MSN joins with Fox and NBC
“This statement is a great win for MSN’s more than 464 million consumers and for online video. When launched, this new scheme would offer free contact to an unparalleled library of high-class video content,” said Microsoft’s Kevin Johnson, President of Platform and Services Division.
Google ends chat of mobile phone
“We’re not doing any mobile phone,” Alan Eustace, senior vice president of engineering and research, said on Thursday at Google’s office in Atlanta.

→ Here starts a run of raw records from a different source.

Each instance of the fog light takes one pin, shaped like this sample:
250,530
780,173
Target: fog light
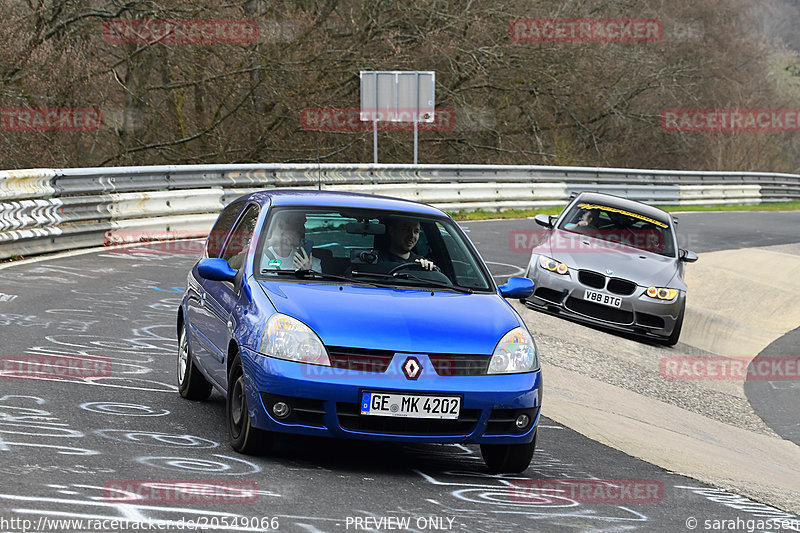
281,409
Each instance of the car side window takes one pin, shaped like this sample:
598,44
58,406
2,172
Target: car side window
221,228
242,235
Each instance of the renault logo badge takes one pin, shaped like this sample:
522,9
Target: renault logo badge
411,368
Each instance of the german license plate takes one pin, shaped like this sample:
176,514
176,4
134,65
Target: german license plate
604,299
410,405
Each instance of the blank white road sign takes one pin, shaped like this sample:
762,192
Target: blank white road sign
397,96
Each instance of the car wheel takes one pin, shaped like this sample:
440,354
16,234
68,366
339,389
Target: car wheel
508,458
244,437
672,340
192,384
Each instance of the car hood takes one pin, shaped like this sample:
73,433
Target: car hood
401,320
644,268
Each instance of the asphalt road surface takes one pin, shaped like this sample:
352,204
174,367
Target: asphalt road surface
76,447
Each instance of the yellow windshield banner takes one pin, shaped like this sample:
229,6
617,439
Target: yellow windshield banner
623,212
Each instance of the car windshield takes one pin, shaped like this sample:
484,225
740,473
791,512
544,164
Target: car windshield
368,246
623,226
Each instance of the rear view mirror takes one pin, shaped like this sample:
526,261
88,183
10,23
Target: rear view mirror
365,228
216,269
516,287
544,220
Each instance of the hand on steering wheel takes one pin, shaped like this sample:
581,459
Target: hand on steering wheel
419,264
410,265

Google, Yahoo! Inc and Microsoft Corp are now on race to build up mobile products such as e-mail, online maps and other search engines to tap consumers that desire to surf the Web on the move. Mobile devices outperformed personal computers by more than four to one previous year, according to market research.
Yahoo phone is ahead of Google
“We are now putting search on every mobile phone that has a browser,” said Marco Boerries, senior vice president of Yahoo’s Connected Life business unit. “We are delivering the results consumer’s desire with just one search, not a list of Web links.”
Yahoo that has been playing to catch up to Google in computer Web search, has been creating strides these days to go beyond its rival in the fast emerging mobile Web market.
Cricket Fans geared up with MSN
“We are giving our users all the action of the World Cup on their fingertips with a World Cup Cricket WAP portal,” said Krishna Prasad, executive producer, MSN India.
Google apparently growing mobile phone
A spokeswoman said Friday stated that Google is focusing on growing mobile services, but the company declined to speak further.
Gadget fans that only two months ago were gripped with the possible revolutionary impact on the phone industry of Apple Inc.’s iPhone — due in June at prices starting approximately around $500 — have shifted their interest to whether Google is growing an even lower-cost phone.
Musical March by MSN India
MSN India, a source of online entertainment, had announced its association with Control Room during last October. The partnership would see MSN as the elite online worldwide purpose for Control Room’s live music indoctrination, via live and on-demand brooking, the company said.